What about the vaunted “alt-right,” supposedly the populist shock troops of the Trump movement? It was, and is, mostly a media creation. It needed to be created as an explanation for the rise of Trump in the first place. Journalists wanted to believe, fiercely, that a racist and fascist right was the only explanation for Trump, and especially for Clinton’s loss. So they defined a mass of people who (i) were not on the left and (ii) did not think Mitt Romney, Jeb Bush, and John Kasich represented vital opposition to the Clinton dynasty as the alt-right. In fact, the moniker never applied to more than a few thousand angry outsized voices loosely connected on social media. They had no money, no political power or party, no platforms or donors. The alt-right certainly did not elect Donald Trump in 2016: the red states voted red, the blue states voted blue, and a few hundred thousand unhappy Baby Boomers in six swing states—many of whom voted for Barack Obama—gave Trump razor-thin margins. 
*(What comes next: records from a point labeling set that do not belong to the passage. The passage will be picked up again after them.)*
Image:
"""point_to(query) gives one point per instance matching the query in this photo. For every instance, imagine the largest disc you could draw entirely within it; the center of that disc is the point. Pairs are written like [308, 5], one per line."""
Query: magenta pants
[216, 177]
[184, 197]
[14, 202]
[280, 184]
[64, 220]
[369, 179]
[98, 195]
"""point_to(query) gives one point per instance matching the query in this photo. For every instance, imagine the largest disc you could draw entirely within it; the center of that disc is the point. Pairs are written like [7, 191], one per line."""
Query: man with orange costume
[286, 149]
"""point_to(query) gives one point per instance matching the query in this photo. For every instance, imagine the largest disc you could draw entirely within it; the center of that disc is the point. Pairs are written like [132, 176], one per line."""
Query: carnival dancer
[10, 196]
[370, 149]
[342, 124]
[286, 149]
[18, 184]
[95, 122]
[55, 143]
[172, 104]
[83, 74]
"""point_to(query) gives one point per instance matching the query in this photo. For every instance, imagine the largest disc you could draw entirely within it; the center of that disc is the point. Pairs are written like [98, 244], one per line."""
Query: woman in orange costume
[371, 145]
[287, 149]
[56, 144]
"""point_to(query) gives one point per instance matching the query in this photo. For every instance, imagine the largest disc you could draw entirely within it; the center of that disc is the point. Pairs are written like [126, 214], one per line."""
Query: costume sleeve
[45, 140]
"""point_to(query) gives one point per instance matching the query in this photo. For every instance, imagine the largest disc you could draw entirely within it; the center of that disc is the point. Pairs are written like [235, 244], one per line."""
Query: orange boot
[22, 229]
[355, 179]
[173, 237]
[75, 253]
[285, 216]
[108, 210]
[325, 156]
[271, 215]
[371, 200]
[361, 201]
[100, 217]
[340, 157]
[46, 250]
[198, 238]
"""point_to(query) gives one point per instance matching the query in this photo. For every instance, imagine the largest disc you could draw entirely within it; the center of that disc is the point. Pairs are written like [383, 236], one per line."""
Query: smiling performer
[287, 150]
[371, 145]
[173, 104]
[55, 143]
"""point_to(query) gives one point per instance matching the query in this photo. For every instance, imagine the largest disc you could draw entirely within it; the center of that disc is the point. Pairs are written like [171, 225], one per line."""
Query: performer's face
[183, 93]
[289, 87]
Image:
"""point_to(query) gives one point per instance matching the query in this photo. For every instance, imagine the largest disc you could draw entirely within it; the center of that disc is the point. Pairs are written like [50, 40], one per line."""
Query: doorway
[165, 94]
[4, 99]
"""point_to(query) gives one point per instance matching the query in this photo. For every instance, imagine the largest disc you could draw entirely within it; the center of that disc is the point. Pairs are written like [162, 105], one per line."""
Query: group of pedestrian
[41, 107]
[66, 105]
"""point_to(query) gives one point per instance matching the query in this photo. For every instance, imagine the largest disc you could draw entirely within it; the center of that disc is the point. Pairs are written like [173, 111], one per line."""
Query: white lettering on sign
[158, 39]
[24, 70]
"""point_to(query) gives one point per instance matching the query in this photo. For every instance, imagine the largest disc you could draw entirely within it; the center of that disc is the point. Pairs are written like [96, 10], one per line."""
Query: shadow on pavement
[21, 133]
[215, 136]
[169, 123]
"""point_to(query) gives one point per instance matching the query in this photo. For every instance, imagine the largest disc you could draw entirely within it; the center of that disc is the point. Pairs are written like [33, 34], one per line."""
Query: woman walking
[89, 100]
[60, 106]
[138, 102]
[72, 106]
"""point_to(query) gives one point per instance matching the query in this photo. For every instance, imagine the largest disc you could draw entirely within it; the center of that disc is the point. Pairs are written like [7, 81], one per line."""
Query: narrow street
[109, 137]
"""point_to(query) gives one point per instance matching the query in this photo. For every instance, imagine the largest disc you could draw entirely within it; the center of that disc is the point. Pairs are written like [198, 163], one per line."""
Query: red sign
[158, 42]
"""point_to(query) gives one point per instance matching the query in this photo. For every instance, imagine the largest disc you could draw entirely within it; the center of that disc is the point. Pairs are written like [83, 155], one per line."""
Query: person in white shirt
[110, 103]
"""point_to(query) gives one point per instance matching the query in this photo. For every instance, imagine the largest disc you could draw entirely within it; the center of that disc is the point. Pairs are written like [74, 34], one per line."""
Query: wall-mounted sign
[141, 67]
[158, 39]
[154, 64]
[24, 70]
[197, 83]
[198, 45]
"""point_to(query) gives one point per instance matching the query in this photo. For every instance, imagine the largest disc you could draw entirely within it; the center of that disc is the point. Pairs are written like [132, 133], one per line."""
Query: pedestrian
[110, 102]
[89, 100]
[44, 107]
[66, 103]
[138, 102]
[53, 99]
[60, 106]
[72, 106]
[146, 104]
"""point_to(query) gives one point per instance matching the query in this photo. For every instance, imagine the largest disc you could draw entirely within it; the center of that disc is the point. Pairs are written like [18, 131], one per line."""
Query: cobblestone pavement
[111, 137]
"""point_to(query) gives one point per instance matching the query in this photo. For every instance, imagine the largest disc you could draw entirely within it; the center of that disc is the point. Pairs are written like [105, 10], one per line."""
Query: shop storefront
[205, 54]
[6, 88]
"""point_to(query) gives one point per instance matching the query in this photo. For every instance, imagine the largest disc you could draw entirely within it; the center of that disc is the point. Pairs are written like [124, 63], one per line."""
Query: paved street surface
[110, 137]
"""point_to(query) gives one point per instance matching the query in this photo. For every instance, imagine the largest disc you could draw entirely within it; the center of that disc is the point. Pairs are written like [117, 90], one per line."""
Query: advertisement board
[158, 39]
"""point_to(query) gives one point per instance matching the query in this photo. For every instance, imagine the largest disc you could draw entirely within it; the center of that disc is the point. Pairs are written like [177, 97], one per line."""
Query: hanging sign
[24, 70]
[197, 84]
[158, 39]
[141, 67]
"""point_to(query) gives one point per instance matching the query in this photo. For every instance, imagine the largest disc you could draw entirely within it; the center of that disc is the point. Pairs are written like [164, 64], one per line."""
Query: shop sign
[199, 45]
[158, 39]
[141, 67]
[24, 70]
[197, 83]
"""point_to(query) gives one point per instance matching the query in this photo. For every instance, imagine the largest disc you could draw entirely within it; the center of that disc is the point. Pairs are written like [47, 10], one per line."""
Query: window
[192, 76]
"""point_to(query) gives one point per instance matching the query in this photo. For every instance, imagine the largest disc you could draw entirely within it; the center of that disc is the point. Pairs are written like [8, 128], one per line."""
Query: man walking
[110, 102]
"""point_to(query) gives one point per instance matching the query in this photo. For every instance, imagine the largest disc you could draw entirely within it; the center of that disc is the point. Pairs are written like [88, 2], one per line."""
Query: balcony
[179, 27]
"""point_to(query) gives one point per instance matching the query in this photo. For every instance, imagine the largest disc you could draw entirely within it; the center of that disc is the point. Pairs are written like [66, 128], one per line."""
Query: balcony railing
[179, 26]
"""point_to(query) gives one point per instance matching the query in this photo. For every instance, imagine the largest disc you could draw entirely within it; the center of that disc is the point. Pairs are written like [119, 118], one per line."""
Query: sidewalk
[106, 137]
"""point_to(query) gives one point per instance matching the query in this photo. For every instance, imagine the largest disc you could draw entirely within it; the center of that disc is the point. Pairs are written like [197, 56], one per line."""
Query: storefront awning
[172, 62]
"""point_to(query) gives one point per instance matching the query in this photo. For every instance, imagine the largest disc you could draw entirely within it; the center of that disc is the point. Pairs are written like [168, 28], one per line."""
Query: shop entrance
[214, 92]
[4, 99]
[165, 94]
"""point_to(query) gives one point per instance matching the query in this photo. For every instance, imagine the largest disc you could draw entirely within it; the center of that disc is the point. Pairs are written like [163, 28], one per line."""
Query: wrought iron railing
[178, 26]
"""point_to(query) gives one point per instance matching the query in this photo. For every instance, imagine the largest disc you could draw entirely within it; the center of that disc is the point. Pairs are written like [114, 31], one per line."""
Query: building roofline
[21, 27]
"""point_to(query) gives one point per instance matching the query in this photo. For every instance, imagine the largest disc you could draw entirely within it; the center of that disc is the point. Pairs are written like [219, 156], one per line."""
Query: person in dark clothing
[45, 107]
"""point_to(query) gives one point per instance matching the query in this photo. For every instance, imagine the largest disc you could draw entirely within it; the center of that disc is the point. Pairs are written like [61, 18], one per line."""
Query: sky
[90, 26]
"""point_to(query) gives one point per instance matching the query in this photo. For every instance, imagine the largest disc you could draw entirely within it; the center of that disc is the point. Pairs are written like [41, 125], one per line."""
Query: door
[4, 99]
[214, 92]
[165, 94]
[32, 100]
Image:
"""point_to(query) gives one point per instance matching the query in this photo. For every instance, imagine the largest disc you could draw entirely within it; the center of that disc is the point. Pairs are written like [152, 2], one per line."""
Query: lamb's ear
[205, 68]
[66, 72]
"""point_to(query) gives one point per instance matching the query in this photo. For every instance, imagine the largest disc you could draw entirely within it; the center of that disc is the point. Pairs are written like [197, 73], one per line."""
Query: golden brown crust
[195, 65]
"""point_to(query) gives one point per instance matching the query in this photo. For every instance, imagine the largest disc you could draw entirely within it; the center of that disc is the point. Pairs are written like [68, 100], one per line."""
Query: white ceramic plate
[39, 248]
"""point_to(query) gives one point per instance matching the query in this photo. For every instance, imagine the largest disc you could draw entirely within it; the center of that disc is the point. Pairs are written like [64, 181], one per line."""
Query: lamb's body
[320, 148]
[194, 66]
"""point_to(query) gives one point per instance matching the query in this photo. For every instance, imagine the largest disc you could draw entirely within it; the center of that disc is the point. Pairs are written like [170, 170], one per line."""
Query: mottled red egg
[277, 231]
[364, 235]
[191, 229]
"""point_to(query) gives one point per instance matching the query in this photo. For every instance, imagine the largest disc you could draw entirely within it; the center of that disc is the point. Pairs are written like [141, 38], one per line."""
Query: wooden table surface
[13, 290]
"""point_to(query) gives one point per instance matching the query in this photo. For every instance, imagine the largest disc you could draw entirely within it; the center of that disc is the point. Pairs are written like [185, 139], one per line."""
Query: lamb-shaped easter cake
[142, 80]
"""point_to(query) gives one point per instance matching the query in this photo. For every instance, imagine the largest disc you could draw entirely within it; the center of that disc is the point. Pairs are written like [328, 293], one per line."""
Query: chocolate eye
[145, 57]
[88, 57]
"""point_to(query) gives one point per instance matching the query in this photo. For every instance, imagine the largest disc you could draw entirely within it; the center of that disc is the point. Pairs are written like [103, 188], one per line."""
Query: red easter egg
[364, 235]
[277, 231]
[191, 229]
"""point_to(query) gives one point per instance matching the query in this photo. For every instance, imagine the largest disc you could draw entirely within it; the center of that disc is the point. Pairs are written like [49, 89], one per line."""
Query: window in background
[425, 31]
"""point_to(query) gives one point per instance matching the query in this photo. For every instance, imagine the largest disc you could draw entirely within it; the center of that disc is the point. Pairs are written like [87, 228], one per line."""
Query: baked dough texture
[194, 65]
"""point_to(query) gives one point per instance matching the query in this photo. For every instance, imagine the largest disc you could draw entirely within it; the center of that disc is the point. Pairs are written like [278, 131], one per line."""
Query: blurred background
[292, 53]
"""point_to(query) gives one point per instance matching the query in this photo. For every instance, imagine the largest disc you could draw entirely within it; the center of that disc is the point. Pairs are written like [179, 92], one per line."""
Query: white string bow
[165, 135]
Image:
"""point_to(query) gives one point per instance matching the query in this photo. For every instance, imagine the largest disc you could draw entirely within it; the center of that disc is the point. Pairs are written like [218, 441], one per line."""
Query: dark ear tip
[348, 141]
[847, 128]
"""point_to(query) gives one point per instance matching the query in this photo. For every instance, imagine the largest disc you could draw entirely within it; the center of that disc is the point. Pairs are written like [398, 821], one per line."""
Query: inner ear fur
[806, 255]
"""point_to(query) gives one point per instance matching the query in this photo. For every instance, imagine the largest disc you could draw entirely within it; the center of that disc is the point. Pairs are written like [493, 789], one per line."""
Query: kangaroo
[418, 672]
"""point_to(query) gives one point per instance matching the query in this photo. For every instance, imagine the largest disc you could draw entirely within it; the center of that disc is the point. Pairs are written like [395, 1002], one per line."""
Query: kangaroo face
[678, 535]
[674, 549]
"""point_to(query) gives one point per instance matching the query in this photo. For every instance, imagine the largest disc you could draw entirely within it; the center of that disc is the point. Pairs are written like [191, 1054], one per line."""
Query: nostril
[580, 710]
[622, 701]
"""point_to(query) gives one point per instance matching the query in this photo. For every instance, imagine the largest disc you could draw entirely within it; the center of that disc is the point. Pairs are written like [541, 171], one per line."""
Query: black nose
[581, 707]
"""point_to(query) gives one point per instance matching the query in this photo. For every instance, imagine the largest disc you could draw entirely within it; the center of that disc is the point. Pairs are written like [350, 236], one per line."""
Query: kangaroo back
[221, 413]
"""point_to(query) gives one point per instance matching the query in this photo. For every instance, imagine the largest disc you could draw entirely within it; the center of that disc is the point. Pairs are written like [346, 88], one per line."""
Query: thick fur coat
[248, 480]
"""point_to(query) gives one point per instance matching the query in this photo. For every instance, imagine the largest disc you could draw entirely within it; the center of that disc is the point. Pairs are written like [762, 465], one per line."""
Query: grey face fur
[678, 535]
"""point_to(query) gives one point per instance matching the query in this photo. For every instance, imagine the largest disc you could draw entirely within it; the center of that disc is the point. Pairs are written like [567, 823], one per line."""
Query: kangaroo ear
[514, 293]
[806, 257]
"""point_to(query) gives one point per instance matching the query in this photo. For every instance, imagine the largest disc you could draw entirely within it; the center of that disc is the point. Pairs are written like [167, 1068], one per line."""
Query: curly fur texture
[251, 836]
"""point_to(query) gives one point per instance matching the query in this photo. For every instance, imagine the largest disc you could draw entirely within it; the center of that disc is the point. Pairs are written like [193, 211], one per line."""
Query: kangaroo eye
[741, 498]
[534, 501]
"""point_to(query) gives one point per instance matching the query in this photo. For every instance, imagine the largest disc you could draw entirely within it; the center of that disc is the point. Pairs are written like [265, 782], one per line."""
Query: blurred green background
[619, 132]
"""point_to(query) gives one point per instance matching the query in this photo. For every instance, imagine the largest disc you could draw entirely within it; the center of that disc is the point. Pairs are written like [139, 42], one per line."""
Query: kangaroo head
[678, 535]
Those margins, and whether a real “silent majority” exists—as opposed to a mythical alt-right—will decide 2020.

So can Trump win in November? Certainly. He recently issued dubious executive orders which are sure to be popular, including an extension of $400 weekly federal unemployment benefits and a continued moratorium on evictions for federally subsidized housing. Biden and Harris are an uninspiring duo, and not likely to drive or inspire new voter turnout not already energized by standard Trump hatred. And sustained street violence continues to plague American cities, even smaller cities like Portland (Oregon) and Richmond, Virginia. Trump is not Nixon, and has not been able to project a “law and order” image onto his campaign like Nixon did in 1968. Still, the Left’s silence on riots—if not outright support—plays in Trump’s favor. Things may be bad in America, but pointing to scenes of burning and looting merely to say “I’m against that” is an opening even the most inept campaign can exploit. Portland Mayor Ted Wheeler finally said as much recently, lamenting how rioters were creating “B-roll film” for Trump ads. 

But populists need a status quo to oppose, and Trump now faces a new normal of incumbency.

Average voters do not blame him for covid; it would be preposterous to think the Left would not attack him equally had he ordered some kind of draconian (and unconstitutional) federal mandates and quarantines. He showed decent instincts with respect to the pandemic, preferring to leave matters largely up to states. This was good policy and good politics; top-down approaches to public health generally produce worse outcomes. And a less biased media would have savaged rather than lionized Trump critic Andrew Cuomo for his horrific bungling of nursing homes. But Trump has not articulated a strong alternative approach to dealing with covid, instead allowing Fauci to ramble publicly about far-off vaccines.

Similarly, average voters do not blame him for the George Floyd murder, nor do they blame him for the Antifa and Black Lives Matter riots. Police malfeasance is a local matter, and the optics of progressive blue cities burning plays to Trump’s advantage to an extent. But this advantage vanishes if the country still feels deeply unsettled come November. We are nearly three months removed from the George Floyd killing, and still the unrest in Seattle, Portland, Chicago, and even smaller cities like Richmond continue. Outrage benefits Trump, but fatigue does not.

Similarly, blue state covid lockdowns and mask mandates advantage Trump if in fact deaths and hospitalizations from the virus plummet before election day. If covid ebbs, his exhortations to reopen businesses, go back to school, and play college football as usual will look bold in hindsight—somewhat shielding him from voter wrath over the economic depression precipitated if not caused by the virus response. But the Chinese water torture style of media reporting on covid is designed to make the virus seem worse than it is.

These steep conditions—that covid is under control, that he is seen as the law-and-order candidate, and that anger over the economy focuses on lockdown governors rather than him—matter more to the president’s reelection chances than anything the Democratic ticket says or does. Yet he appears poised to adopt the Biden strategy of running out the clock, imagining himself the front-runner.